Attorney Lillian Diallo, who has been following the case, weighed in on what may have persuaded the jury's decision.
"It was the meeting. I don’t think they would have been charged but for the meeting right before that shooting happened," Diallo said. "At that point, you’re in the best position as the parent in the room, you know he has access to a gun because you gifted it to him."
Diallo is referring to Jennifer and James Crumbley's 11-minute meeting with the school counselor the morning of the school shooting. The parents were called to the school regarding their son's concerning drawings on assignments.
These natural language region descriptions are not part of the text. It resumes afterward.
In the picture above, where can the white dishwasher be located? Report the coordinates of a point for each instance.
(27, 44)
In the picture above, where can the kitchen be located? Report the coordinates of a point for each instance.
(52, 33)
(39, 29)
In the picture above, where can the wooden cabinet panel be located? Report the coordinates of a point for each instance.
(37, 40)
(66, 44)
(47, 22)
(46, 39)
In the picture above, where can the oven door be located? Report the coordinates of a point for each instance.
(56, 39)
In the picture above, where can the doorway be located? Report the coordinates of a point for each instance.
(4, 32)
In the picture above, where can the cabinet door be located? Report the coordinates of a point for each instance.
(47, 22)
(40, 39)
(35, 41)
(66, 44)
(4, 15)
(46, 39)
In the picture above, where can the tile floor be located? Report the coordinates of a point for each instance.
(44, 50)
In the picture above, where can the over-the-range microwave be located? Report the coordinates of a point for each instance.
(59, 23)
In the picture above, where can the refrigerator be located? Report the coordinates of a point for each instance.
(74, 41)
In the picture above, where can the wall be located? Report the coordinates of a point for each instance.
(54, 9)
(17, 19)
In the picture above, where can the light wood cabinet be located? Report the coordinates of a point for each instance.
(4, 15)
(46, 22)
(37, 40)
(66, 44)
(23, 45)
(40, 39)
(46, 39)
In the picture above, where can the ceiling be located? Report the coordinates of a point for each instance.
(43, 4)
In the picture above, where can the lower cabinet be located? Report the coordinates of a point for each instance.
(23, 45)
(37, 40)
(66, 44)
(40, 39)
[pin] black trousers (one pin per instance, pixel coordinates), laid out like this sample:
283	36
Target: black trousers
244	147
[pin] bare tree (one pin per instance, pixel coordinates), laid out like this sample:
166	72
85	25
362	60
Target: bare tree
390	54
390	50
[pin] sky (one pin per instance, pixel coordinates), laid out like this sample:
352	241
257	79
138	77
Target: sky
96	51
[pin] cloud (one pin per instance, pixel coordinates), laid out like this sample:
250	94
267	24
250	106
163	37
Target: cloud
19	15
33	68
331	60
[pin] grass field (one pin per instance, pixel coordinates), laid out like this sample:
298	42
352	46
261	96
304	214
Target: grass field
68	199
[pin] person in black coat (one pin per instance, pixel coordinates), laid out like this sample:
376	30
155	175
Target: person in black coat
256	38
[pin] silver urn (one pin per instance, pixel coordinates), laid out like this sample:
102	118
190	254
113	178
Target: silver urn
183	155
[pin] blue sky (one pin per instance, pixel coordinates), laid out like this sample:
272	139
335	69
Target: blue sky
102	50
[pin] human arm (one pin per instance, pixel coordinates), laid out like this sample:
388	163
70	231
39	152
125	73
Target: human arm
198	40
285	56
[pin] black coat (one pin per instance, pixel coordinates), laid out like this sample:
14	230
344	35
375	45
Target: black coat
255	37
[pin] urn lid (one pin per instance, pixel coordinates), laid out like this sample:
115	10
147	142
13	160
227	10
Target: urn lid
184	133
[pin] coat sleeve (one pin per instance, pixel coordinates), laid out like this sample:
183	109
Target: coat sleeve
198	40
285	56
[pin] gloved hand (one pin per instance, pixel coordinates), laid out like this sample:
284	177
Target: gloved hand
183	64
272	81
The counselor told both James and Jennifer Crumbley that he wanted them to get their son help "today, if possible." They left him at school that day because they said they had work.
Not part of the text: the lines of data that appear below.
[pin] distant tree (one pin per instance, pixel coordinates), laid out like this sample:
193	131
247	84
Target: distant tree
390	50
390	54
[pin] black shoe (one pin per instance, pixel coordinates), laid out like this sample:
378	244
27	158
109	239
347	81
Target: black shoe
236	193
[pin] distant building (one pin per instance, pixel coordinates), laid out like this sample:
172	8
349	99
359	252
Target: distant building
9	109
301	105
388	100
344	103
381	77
When Jennifer took the stand, she said the counselor "told us that he didn't feel my son was a risk and actually gave him the option if he wanted to stay at school or go home… My son wanted to stay at school."
Hours later, the shooter opened fire.
Diallo said Jennifer's verdict will set a precedent for future school shooting cases. And although Jennifer was found guilty, James is awaiting trial and may still be found innocent.
"I have more sympathy for him. I just felt he was in a space where he couldn’t even get himself up out of the bed," Diallo said. "He was doing the best he can, he’s door dashing, he might have had depression – or not. And I don’t know if he got that picture right before that meeting… that mom got on the email, because they said they sent it to mom."
James will take the stand in March during his own involuntary manslaughter trial. Here's when the trial is expected to start.
"Mr Crumbley sits in a more advantageous position to know what his direction may be," said Attorney Todd Perkins. "His waters wouldn't be as uncharted as… his wife’s."
Perkins said he expects Jennifer’s case will be appealed, potentially escalating to the level of federal court involvement.
When it comes to James' trial, Perkins thinks Tuesday's verdict will still have a major impact.
"The transcripts from this case are going to have to be produced. Can they be produced in enough time for Mr. Crumbley’s case to go forward?" Perkins said. Both the attorney representing James, and the prosecution, will need to "review" the transcripts.